Tag Archives: REGEXP_SUBSTR

REGEXP_LIKE, REGEXP_REPLACE & REGEXP_SUBSTR Regular Expressions function in SQL

Regular Expressions function in SQL

Regular Expression belongs to search pattern, used in SQL query for helping in search of a specific pattern in column data. Oracle SQL supports regular expressions with the pattern-matching condition and functions

Example:
Search pattern may be difficult. It helps to find.
This regular expression matches any string that begins with either s or ss, followed by qq, optionally followed by s, followed by the colon (:).
(s|ss)qqs?:
Explain:
pipe symbol(|) indicates a choice between the data from either side of it. ( s | aa) choose either s or aa.
question mark (?) indicates that the preceding element, s, is optional

Following are the function present in Oracle SQL:

REGEXP_LIKE Condition that can appear in the WHERE clause of a query, causing the query to return rows that match the given pattern.
Example:
This WHERE clause identifies employees with the first name of Steven or Stephen:
WHERE REGEXP_LIKE((hr.employees.first_name, '^Ste(v|ph)en$')
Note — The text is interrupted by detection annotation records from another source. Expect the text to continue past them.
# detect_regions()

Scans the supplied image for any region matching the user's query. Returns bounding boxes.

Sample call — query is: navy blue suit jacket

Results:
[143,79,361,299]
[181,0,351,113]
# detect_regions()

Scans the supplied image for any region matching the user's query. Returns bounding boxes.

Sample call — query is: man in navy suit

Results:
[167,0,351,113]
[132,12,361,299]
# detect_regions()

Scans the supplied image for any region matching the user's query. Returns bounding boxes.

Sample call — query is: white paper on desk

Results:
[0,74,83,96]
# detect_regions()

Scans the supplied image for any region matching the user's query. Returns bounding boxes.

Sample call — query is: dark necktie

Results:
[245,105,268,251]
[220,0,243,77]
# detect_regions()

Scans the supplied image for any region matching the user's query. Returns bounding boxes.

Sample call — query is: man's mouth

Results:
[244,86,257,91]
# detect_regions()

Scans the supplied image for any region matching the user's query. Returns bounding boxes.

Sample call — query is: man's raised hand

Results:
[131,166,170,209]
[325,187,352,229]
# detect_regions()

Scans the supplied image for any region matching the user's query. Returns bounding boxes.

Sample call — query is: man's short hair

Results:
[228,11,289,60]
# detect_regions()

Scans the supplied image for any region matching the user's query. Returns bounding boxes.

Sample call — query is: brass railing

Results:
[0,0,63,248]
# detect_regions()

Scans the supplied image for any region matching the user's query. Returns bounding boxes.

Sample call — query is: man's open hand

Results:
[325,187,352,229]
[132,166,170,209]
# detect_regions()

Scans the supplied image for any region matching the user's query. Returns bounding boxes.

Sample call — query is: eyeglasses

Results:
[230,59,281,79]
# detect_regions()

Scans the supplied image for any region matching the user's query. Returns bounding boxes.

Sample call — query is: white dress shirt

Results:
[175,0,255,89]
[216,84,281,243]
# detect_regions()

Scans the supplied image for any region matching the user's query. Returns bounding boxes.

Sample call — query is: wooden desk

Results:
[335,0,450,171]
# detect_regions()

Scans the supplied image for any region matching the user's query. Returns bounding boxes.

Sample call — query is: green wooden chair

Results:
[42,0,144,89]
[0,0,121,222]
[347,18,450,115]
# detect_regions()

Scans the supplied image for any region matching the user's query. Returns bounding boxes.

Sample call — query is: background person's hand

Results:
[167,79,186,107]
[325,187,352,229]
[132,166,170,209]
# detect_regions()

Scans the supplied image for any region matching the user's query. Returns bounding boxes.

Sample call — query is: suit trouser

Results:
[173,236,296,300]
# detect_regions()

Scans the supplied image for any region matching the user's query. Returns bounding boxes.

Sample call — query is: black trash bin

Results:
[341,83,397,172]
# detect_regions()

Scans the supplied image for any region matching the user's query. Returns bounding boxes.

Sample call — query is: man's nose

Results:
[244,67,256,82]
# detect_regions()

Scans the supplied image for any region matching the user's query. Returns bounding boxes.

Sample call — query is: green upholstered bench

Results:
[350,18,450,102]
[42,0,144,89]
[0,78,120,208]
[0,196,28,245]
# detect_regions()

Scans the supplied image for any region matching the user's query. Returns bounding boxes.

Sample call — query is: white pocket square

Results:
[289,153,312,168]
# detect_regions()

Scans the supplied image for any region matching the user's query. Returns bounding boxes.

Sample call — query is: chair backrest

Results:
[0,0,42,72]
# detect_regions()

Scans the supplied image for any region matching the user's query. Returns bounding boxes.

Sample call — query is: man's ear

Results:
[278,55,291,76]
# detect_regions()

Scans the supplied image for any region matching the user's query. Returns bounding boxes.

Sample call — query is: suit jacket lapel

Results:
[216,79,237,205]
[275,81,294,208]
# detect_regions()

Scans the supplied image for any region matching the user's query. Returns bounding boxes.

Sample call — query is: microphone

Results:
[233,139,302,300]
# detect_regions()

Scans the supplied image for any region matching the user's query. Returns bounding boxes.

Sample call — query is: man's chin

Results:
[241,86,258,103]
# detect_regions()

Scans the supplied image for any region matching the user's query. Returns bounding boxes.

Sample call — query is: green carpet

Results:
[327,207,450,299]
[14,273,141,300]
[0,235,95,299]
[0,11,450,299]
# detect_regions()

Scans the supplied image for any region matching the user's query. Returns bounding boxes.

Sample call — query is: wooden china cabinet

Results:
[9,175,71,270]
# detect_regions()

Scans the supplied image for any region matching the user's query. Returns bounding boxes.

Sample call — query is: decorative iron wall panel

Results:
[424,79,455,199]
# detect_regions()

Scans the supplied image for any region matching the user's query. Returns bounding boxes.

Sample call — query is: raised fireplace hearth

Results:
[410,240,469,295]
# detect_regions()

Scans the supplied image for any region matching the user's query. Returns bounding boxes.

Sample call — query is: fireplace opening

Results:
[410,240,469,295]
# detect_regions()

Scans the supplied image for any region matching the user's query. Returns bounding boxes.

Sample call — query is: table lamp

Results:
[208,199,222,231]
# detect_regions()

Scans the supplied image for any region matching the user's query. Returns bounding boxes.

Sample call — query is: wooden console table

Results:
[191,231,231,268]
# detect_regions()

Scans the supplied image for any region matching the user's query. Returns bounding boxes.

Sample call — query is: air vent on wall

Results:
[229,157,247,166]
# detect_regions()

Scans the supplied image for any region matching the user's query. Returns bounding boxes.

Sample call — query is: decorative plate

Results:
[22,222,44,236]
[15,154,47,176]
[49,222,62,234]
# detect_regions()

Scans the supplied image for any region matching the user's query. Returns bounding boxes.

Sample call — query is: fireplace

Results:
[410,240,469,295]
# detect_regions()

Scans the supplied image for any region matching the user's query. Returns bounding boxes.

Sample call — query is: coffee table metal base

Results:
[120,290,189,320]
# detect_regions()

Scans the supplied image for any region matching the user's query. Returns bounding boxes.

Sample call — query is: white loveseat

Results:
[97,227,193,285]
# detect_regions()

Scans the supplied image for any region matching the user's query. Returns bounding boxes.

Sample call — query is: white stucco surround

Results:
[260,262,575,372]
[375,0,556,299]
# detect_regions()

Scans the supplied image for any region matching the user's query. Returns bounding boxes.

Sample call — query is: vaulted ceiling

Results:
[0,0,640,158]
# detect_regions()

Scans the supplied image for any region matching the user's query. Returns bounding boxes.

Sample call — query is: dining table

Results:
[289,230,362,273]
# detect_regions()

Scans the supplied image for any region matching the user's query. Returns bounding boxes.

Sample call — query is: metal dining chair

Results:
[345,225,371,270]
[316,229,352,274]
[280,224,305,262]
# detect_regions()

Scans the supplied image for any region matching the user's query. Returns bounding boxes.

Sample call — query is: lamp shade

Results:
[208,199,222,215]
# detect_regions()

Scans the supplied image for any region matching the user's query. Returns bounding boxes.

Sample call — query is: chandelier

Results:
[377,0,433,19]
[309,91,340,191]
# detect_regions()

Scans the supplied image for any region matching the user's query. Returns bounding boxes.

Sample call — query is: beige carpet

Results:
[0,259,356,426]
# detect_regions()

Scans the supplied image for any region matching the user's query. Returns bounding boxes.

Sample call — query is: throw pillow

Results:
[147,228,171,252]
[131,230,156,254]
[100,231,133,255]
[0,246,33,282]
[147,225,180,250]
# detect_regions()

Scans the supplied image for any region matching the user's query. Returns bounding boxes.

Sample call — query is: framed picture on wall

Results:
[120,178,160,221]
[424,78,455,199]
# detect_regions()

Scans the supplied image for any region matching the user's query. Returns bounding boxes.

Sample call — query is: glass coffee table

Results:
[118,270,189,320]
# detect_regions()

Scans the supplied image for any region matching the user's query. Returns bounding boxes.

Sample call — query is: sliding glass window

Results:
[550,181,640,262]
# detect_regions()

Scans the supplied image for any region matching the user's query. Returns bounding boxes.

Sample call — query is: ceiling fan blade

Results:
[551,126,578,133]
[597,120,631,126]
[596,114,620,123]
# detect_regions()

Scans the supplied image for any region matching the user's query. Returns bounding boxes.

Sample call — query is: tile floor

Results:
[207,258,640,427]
REGEXP_COUNT Function that returns the number of times the given pattern appears in the given string.
Example:
Function returns the number of times that e (but not E) appears in the string ‘Albert Einstein’, starting at character position 7. last c column specify case sensitive
REGEXP_COUNT('Albert Einstein', 'e', 7, 'c')

REGEXP_INSTR Function that returns an integer that indicates the starting position of the given pattern in the given string.
Example:
This function invocation returns the starting position of the first valid email address in the column hr.employees.email
REGEXP_INSTR(hr.employees.email, '\w+@\w+(\.\w+)+')
If the returned value is greater than zero, then the column contains a valid email address.

REGEXP_REPLACE Function that returns the string that results from replacing occurrences of the given pattern in the given string with a replacement string.
Example:
This function invocation puts a space after each character in the column hr.countries.country_name:
REGEXP_REPLACE(hr.countries.country_name, '(.)', '\1 ')

REGEXP_SUBSTR Function returns the matching substring itself.
Example:
This function invocation returns ‘Oracle’ because the x option ignores the spaces in the pattern:
REGEXP_SUBSTR('Oracle 2010', 'O r a c l e', 1, 1, 'x')

Pattern Matching Option

i Case insensitive Matching
c case sensitive matching
n allow the dot(.) operator for matching new line character. E.g. REGEXP_SUBSTR(‘a’||CHR(10)||’d’, ‘a.d’, 1, 1, ‘n’)
Note: CHR(10) is for newline char
m allow multiline mode, string contain multiple lines. E.g. REGEXP_SUBSTR(‘ab’||CHR(10)||’ac’, ‘^a.’, 1, 2,’m’)
x Ignores whitespace characters in the string. REGEXP_SUBSTR(‘Oracle’, ‘O r a c l e’, 1, 1, ‘x’)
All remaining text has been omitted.